Forever the gentleman, Lampard graciously settled in as a defensive midfielder ready to carry out the unglamorous work the rest of his team seemed not to relish doing. He excelled there too, helping shoring up a leaky defense and restoring pride to a club that had been shipping in goals by the truckload in his absence. Lampard seems willing to go the Ryan Giggs and Paul Scholes route, being phased out as opposed to exiting with the door slamming behind him.

It’s worked well for United. It ought to do just fine for Chelsea too.

But Lampard is an altogether different kind of player, as compared to the sometimes-central and sometimes-peripheral Giggs. There is no ‘reduced role’ mode for Lampard. He isn’t the kind of player you bring on, with 20 minutes to go on the clock, and the side on the ropes. Lampard isn’t 5-hour Energy, he’s a 5-course meal. He isn’t a quick fix to a team’s predicament, he’s the stalwart who ensures the team doesn’t get to that sorry point.

And that is Chelsea’s tragic dilemma.

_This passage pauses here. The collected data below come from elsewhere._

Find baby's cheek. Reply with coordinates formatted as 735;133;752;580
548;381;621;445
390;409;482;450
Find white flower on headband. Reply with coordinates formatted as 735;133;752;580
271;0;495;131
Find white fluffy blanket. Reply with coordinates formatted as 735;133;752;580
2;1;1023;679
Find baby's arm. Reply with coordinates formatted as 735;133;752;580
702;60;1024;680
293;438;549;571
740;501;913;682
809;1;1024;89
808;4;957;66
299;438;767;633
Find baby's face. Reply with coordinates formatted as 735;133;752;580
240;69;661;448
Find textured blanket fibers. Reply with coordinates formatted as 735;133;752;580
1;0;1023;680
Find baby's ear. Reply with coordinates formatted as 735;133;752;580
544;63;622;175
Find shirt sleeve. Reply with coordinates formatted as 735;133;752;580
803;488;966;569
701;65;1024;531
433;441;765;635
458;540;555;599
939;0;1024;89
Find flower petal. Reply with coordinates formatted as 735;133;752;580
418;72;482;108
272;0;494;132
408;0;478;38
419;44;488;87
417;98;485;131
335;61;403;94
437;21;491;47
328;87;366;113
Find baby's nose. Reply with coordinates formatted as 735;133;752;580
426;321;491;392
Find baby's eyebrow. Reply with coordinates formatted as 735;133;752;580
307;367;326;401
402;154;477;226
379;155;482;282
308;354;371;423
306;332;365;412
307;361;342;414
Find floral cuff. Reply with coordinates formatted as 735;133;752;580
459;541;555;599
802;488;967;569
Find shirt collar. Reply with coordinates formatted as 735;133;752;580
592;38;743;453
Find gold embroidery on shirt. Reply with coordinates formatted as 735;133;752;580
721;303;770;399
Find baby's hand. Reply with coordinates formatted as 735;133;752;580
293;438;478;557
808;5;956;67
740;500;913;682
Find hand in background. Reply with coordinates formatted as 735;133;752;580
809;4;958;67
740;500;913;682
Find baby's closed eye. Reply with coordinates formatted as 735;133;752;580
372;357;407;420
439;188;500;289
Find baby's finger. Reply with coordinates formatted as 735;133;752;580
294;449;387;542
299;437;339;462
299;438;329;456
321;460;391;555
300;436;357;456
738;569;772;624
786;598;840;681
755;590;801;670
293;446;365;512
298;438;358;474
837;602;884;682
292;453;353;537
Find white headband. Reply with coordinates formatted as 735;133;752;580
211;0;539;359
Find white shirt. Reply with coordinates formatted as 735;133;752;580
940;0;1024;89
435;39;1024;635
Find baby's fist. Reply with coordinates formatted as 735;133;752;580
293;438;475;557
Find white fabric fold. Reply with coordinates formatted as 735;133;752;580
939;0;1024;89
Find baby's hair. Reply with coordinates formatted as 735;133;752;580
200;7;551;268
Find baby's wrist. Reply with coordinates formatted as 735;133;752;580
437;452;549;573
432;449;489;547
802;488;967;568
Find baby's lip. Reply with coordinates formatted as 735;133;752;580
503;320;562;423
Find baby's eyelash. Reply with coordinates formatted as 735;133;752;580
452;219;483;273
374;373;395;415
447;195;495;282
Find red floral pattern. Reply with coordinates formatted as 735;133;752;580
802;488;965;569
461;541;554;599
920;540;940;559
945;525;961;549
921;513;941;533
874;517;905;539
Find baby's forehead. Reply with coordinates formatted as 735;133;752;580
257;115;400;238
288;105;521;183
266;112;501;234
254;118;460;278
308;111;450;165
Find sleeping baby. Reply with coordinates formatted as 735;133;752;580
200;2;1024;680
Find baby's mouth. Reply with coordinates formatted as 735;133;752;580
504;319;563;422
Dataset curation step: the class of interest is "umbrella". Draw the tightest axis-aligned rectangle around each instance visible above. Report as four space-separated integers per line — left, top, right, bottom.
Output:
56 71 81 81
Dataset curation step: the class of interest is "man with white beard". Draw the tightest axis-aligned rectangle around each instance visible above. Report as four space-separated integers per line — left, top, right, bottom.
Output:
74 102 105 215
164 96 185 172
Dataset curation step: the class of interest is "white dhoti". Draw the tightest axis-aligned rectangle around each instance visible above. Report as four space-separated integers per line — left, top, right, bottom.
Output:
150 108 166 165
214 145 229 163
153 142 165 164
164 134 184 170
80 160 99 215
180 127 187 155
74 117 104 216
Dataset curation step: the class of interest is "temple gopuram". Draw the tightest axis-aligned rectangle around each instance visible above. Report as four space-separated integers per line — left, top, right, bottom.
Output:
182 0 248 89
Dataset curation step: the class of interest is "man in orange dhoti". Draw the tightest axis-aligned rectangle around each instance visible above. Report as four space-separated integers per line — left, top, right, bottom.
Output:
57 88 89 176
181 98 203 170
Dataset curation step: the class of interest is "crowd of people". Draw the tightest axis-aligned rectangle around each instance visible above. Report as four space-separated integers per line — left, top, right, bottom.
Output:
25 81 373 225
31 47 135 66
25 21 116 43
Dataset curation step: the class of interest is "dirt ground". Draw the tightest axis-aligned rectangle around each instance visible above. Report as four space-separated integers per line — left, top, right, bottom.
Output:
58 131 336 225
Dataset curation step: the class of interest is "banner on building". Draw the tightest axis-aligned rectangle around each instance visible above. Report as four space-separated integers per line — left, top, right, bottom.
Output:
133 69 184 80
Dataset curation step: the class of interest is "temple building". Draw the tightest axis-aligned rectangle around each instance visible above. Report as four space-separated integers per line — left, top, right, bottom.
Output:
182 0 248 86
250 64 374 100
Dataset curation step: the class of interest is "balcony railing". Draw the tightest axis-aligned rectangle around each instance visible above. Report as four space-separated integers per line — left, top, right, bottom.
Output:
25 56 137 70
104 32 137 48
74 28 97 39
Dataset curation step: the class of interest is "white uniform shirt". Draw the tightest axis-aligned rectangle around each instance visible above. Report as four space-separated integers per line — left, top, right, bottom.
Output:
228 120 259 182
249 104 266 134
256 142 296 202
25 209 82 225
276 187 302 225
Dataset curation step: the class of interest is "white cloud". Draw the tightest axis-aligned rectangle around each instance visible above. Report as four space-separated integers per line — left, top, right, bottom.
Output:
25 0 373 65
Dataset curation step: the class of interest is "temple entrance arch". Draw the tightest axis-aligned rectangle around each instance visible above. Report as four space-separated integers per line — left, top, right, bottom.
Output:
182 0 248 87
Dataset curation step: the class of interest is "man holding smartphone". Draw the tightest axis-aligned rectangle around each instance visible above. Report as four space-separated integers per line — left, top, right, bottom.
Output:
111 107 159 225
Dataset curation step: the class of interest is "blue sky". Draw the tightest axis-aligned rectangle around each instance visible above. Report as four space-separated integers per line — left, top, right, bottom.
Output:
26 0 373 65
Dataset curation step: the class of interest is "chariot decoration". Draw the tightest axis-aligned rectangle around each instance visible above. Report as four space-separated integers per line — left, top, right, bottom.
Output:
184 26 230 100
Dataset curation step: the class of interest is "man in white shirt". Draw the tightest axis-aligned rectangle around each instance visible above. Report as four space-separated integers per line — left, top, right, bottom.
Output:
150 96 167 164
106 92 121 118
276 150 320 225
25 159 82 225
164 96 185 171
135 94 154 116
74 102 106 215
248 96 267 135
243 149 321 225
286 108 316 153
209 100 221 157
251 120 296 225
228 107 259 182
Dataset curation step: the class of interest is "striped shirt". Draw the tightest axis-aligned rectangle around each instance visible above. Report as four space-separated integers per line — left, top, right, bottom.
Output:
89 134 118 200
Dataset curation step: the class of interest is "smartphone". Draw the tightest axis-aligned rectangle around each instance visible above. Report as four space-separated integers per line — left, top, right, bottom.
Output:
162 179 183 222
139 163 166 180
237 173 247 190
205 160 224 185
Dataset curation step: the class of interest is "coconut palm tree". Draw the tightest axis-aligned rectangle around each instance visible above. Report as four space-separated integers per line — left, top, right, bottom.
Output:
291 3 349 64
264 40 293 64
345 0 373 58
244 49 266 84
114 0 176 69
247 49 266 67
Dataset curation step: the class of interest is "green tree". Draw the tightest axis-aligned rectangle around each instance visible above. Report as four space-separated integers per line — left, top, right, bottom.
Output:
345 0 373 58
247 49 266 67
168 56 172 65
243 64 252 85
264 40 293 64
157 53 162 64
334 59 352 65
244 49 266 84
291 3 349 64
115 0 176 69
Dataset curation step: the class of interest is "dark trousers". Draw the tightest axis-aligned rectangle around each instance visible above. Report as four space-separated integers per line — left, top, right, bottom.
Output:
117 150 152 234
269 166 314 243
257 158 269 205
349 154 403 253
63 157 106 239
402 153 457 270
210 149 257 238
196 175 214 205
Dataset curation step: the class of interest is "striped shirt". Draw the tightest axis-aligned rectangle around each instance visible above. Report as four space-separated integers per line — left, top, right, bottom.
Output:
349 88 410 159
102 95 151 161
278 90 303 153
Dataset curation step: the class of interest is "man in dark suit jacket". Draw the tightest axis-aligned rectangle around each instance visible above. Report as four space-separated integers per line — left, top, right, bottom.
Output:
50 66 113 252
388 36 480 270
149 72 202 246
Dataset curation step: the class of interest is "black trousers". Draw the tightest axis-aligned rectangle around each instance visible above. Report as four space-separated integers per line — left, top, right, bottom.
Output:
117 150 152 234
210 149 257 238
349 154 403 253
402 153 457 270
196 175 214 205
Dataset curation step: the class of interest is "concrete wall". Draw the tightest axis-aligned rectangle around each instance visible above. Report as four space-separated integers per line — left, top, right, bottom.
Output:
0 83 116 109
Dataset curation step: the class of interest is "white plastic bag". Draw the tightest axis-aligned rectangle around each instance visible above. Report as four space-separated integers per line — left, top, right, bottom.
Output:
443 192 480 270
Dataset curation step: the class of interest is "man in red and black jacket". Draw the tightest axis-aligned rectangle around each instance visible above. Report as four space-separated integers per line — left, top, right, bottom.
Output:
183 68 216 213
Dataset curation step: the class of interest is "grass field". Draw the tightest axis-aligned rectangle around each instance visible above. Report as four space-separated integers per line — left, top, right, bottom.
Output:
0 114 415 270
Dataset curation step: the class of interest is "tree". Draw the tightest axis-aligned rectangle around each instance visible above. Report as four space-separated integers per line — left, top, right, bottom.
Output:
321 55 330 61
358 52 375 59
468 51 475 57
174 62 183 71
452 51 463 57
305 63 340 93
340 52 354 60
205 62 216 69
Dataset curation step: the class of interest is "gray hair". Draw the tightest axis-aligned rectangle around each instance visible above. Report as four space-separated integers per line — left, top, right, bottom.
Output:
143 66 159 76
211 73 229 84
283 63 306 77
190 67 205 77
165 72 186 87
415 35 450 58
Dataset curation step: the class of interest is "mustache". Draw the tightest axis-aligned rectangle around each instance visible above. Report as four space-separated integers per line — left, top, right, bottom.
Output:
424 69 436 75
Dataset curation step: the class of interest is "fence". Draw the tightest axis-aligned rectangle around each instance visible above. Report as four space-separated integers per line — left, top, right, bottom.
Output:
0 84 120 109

It’s an all or nothing deal with their greatest star.

The easiest decision to make would be to give Lampard a couple or more years at the club. But that will come at a heavy price – Lampard’s legs are on the wrong side of 30, and prone to injury. Another inevitable long injury layoff in the coming years and Chelsea’s season will crumble again taking with it the coaching staff’s careers and any chance of silverware.

Not Enough

As long as Lampard remains an option on the bench, this Chelsea side will not outgrow him. Lampard has gone from being the nucleus of the team, to its crutches. It’s unforgivable that a midfield boasting Juan Mata, Oscar, Eden Hazard, Mikel, Ramires, Marin and now Luiz are so dependent on Lampard, that any game without him is a recipe for disaster. It beggars belief that all of Chelsea’s millions spent on bolstering its midfield are no match for an £11 million purchase made way back in 2001.

Lampard may have saved Chelsea, but he’s also spoiled them. Instead of becoming the Chelsea midfield’s safety net, à la Giggs, he’s become their safety hammock. A catwalk of talented geniuses have waltzed in, eager to dazzle everyone with fancy tricks but content to let Lampard shoulder all the real responsibility.

That must stop now, because it will undoubtedly end someday.

His centrality to the team, is no longer backed by his age and physical condition. This experiment, despite its occasional flashes of brilliance, is destined to fail. Chelsea were never Mourinho’s team, they are Lampard’s. Without him, Chelsea curl up and wither without even the slightest semblance of a fight. If Chelsea do not learn to play without Lampard now, they probably never will. In the quietest of ways, Lampard has become the club.

And that is why he must go. Not because he isn’t good anymore. But because he is. Frighteningly so.